Since September 2004, for example, the base has recovered, turned and launched more than 55,000 aircraft and handled more than 2.1 million passengers, the colonel said. Today, it still handles 25 to 30 daily airlift missions and 30,000 to 40,000 passengers a month.
That is why, the colonel said, “We have to keep going until the rest of the organizations in Europe are ready to pick up the load.”
Still, drawing down is now the main job here. And as the base continues its drawdown, its hectic airlift mission -- which dates back to 1945 -- has slowed. Many transport aircraft now land at Ramstein and Spangdahlem air bases. The two bases, in other parts of Germany, will assume the Rhein-Main airlift workload Oct. 1.
With just five months before closing its gates, base workers are busy closing down. But the drawdown plan takes the mission into consideration, said Col. Brad Denison, 469th Air Base Group and base commander. The drawdown plan ties “capabilities to the closure,” he said.
“We want to maintain the capability (to support airlift) until the planned time (for closure) so we can continue to support the mission,” Colonel Denison said. He expects that to last until the last moment, the day the mission closes.
The base drawdown plan has three major timeline goals. The first, which took place July 1, was transition day, or T-Day. It started the curtailment of the base airlift support mission. On M-Day, the mission will actually end Oct. 1, and the closure date -- C-Day -- is the day the base will close for good and is given back to the German government.

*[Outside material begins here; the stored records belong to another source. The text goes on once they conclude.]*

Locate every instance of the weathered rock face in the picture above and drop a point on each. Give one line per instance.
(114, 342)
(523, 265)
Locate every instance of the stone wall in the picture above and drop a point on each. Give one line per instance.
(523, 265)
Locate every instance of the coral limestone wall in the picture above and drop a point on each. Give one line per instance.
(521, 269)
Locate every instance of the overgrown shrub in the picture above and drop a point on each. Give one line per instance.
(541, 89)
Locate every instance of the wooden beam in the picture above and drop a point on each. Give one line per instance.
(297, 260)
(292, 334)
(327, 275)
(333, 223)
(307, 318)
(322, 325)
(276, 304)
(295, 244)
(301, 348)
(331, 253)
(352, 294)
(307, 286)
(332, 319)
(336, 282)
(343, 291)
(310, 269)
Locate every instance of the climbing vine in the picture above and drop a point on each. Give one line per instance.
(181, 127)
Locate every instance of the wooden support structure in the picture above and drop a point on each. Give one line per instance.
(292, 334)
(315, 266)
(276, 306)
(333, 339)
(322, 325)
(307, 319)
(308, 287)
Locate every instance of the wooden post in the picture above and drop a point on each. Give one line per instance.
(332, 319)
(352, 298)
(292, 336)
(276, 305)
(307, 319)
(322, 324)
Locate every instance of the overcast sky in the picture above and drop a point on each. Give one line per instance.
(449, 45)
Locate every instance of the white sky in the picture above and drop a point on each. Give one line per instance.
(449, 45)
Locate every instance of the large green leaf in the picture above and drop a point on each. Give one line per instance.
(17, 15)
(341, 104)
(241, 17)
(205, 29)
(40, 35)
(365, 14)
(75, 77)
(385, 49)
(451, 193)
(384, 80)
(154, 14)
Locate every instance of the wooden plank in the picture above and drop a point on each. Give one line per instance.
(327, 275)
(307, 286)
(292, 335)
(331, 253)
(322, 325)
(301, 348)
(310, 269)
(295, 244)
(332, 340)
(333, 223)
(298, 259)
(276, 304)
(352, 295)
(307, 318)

The agreement between the German and United States puts the closure date at no later than Dec. 31.
But the base closure team has set Dec. 16 as the goal for the actual closing -- “the day we hand over the keys,” Colonel Denison said.
The closing ceremony, however, will take place Oct. 10. The colonel said it will be “a very big event.”
As the base draws down along its specific timeline, sights are already set on the critical days between Oct. 1 and closing day. During that short period, activity here will move at a fever pitch, said Maj. Shawn Moore, 469th Civil Engineer Flight commander. His team of 35 active-duty Airmen, guardsmen, reservists, civilians, local nationals and contract employees will be the ones “who make C-Day happen,” he said.
From now through December, the civil engineers must close the 196 buildings still in use here. Of those, people still occupy 177. That means about 62 percent of base buildings are already in the hands of the German government and Frankfurt Airport Authority, partners in the drawdown venture. Early turnovers have put the team a bit ahead of schedule, the major said.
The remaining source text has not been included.